In October 2008, Pepsi announced that it would be redesigning its logo and re-branding many of its products by early 2009. In 2009, Pepsi, Diet Pepsi, and Pepsi Max began using all lower-case fonts for name brands. The brand's blue and red globe trademark became a series of "smiles", with the central white band arcing at different angles depending on the product until 2010. Pepsi released this logo in U.S. in late 2008, and later it was released in 2009 in Canada (the first country outside of the United States for Pepsi's new logo), Brazil, Bolivia, Guatemala, Nicaragua, Honduras, El Salvador, Colombia, Argentina, Puerto Rico, Costa Rica, Panama, Chile, Dominican Republic, the Philippines, and Australia. In the rest of the world, the new logo was released in 2010. The old logo is still used in several international markets, and has been phased out most recently in France and Mexico. The UK started to use the new Pepsi logo on cans in an order different from the US can. Starting in mid-2010, all Pepsi variants, regular, diet, and Pepsi Max, have started using only the medium-sized "smile" Pepsi Globe.
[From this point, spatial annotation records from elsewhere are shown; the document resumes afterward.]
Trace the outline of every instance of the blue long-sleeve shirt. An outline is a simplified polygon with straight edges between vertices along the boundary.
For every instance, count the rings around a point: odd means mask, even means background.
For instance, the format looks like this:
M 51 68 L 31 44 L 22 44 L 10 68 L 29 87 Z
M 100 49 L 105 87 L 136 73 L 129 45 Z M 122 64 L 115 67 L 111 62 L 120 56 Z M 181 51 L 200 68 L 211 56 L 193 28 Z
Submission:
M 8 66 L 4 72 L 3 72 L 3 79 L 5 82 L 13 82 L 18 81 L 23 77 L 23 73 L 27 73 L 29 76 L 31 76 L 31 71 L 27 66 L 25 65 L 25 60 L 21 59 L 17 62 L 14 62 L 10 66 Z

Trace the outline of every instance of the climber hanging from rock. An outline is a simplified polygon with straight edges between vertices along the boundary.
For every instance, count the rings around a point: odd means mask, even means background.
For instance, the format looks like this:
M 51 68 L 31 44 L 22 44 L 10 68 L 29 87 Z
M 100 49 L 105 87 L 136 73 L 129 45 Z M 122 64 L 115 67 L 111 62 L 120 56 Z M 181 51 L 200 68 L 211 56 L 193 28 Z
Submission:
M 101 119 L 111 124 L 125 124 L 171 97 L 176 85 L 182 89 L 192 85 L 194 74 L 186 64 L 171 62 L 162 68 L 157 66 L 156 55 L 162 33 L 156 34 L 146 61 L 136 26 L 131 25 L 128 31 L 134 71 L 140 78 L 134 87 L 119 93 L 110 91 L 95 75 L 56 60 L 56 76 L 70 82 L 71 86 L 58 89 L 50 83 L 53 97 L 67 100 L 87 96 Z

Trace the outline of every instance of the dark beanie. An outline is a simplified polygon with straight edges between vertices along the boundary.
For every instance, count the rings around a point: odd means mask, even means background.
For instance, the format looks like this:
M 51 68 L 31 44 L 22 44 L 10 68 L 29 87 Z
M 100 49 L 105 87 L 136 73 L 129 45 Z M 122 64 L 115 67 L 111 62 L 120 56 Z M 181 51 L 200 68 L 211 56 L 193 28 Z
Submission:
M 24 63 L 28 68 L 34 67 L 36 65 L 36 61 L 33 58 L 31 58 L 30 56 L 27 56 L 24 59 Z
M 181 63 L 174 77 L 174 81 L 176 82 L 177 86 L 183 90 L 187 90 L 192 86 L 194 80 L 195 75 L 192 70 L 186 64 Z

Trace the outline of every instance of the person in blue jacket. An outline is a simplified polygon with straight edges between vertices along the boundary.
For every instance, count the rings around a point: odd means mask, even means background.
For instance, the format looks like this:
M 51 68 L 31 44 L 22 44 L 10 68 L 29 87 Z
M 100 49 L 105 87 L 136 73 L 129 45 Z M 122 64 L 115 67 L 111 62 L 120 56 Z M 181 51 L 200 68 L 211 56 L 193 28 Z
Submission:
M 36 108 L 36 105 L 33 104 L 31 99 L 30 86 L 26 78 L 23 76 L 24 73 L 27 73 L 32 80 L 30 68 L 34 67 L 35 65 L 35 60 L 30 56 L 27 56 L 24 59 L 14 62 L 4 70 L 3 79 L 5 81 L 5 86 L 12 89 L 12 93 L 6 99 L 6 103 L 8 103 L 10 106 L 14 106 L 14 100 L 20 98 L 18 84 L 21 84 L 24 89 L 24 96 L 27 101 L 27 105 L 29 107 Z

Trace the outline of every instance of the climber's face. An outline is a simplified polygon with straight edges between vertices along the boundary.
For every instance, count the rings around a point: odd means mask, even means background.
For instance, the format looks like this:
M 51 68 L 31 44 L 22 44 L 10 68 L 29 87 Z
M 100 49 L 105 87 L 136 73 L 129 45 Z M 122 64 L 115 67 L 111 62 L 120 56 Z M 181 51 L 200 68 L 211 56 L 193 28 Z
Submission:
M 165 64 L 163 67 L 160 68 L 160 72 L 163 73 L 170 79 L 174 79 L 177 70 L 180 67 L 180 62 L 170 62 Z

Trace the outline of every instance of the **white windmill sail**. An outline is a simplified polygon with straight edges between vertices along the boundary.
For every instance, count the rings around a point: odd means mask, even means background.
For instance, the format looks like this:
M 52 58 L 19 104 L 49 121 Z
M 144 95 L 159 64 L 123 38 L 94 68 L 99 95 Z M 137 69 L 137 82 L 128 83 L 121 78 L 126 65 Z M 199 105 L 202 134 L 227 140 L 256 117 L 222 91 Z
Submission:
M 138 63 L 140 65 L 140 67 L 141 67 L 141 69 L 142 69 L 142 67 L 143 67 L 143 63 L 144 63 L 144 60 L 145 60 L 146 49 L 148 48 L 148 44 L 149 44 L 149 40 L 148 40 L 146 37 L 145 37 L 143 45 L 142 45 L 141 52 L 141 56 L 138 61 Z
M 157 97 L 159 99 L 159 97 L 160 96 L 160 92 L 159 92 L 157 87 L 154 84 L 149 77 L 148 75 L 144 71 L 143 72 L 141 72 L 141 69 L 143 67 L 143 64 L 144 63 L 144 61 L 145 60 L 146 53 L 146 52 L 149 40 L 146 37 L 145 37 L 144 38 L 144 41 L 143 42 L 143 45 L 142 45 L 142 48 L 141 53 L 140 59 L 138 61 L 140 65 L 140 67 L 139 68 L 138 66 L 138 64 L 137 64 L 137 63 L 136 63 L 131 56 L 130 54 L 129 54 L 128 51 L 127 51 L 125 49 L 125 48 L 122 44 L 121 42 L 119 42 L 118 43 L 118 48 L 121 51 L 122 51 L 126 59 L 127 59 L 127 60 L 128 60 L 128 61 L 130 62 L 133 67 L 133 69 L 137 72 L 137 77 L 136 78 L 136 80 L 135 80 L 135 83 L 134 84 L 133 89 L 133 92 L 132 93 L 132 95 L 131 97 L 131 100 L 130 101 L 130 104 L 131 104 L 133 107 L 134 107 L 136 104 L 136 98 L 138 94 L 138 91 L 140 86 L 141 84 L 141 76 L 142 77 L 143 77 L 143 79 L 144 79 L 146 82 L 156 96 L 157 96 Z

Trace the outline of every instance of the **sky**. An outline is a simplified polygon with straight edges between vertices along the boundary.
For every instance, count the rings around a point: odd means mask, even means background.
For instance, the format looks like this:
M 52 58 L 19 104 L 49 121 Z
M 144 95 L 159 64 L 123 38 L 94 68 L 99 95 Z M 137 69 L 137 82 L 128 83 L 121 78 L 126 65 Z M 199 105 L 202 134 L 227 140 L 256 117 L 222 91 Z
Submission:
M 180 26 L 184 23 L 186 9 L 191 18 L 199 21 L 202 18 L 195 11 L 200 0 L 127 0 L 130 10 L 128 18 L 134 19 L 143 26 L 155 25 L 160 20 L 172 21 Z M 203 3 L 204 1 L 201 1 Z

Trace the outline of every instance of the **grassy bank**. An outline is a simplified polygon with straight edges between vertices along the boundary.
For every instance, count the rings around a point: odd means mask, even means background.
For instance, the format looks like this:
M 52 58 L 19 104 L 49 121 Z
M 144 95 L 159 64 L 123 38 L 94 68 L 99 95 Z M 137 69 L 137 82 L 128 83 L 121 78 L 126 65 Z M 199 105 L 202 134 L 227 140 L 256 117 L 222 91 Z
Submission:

In July 2009, Pepsi started marketing itself as Pecsi in Argentina in response to its name being mispronounced by 25% of the population and as a way to connect more with all of the population.
In 2011, for New York Fashion Week, Diet Pepsi introduced a "skinny" can that is taller and has been described as a "sassier" version of the traditional can that Pepsi said was made in "celebration of beautiful, confident women". The company's equating of "skinny" and "beautiful" and "confident" drew criticism from brand critics, consumers who did not back the "skinny is better" ethos, and the National Eating Disorders Association, which said that it took offense to the can and the company's "thoughtless and irresponsible" comments. PepsiCo Inc. is a Fashion Week sponsor. This new can was made available to consumers nationwide in March.
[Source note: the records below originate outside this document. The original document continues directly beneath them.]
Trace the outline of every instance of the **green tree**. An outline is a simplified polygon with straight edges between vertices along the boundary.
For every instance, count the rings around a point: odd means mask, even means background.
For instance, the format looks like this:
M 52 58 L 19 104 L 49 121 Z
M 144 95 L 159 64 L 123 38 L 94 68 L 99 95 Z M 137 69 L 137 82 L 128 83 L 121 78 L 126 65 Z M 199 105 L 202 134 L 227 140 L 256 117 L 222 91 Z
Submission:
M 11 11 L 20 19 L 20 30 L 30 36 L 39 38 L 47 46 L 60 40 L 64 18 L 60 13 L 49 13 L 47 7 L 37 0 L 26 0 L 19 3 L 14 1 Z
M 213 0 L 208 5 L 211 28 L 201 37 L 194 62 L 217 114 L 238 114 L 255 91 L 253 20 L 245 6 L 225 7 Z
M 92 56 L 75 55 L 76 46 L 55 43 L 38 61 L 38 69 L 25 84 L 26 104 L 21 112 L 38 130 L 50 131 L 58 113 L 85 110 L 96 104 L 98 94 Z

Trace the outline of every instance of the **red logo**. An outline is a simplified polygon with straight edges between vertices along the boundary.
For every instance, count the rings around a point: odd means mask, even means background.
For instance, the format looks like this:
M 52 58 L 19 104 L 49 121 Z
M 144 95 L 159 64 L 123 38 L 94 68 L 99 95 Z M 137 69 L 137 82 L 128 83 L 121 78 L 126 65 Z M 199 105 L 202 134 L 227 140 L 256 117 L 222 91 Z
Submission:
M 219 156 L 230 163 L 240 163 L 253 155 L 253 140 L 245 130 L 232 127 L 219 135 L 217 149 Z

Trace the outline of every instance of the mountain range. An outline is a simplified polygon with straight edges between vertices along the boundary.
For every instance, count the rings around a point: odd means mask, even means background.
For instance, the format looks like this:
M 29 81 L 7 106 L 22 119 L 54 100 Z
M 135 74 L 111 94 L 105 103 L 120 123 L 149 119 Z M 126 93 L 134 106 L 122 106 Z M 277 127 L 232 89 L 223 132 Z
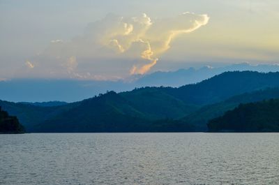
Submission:
M 279 73 L 225 72 L 180 87 L 107 91 L 40 106 L 0 101 L 29 132 L 206 131 L 207 122 L 239 103 L 279 98 Z
M 117 81 L 12 79 L 0 81 L 0 98 L 13 102 L 75 102 L 104 94 L 107 91 L 121 92 L 142 87 L 179 87 L 199 82 L 225 71 L 234 71 L 276 72 L 279 71 L 279 66 L 242 63 L 223 67 L 189 68 L 176 71 L 157 71 L 151 74 L 133 75 Z

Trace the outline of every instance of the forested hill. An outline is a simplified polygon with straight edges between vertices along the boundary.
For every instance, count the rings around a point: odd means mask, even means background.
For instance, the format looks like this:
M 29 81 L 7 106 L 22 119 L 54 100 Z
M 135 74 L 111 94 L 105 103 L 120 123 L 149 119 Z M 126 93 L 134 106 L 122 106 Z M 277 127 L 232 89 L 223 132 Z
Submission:
M 23 133 L 24 128 L 16 117 L 10 116 L 0 106 L 0 133 Z
M 206 105 L 266 87 L 279 86 L 279 72 L 225 72 L 201 82 L 164 91 L 186 103 Z
M 179 120 L 202 106 L 233 96 L 275 87 L 279 87 L 279 73 L 236 71 L 179 88 L 142 87 L 119 94 L 108 91 L 59 106 L 1 101 L 0 106 L 16 115 L 27 131 L 33 132 L 167 131 L 171 128 L 172 131 L 186 131 L 189 128 L 193 131 L 192 124 L 174 121 L 173 127 L 171 120 Z
M 208 126 L 212 132 L 279 132 L 279 99 L 241 104 Z

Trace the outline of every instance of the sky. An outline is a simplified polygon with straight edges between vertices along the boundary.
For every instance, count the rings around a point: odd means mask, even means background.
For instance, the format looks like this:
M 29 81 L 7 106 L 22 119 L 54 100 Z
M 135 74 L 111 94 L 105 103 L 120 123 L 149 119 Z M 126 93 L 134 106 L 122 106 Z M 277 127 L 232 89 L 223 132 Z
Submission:
M 276 0 L 0 0 L 0 80 L 279 63 Z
In April 2011, Pepsi announced that customers would be able to buy a complete stranger a soda at a new "social" vending machine, and even record a video that the stranger would see when they pick up the gift.
In March 2013, Pepsi for the first time in 17 years reshaped its 20-ounce bottle. However, some areas did not get the updated bottles until early 2014.
In November 2013, Pepsi issued an apology on their official Swedish Facebook page for using pictures of Cristiano Ronaldo as a voodoo doll in various scenes before the Sweden v Portugal 2014 FIFA World Cup playoff game.
In November 2015, Pepsi announced it would launch a new variation called "1893". This variation was released in 2016 as a Pepsi variation made with all natural ingredients.
On April 4, 2017, Pepsi posted a commercial, dubbed “Live for Now (Pepsi)” to YouTube. In the commercial, Kendall Jenner is seen taking off her wig, removing her necklace, and leaving her photoshoot to join a protest going on. The protest ends when Jenner hands a police officer a can of Pepsi soda, reuniting everyone. The advertisement generated public controversy and criticism for trivializing protest movements such as Black Lives Matter. On April 5, 2017, Pepsi issued an apology and removed the commercial from YouTube.
In May 2018, Pepsi began selling 0,33L cans with designs of older Pepsi generations, with stylized prints of celebrities associated with the brand and the older designs of the Pepsi logo.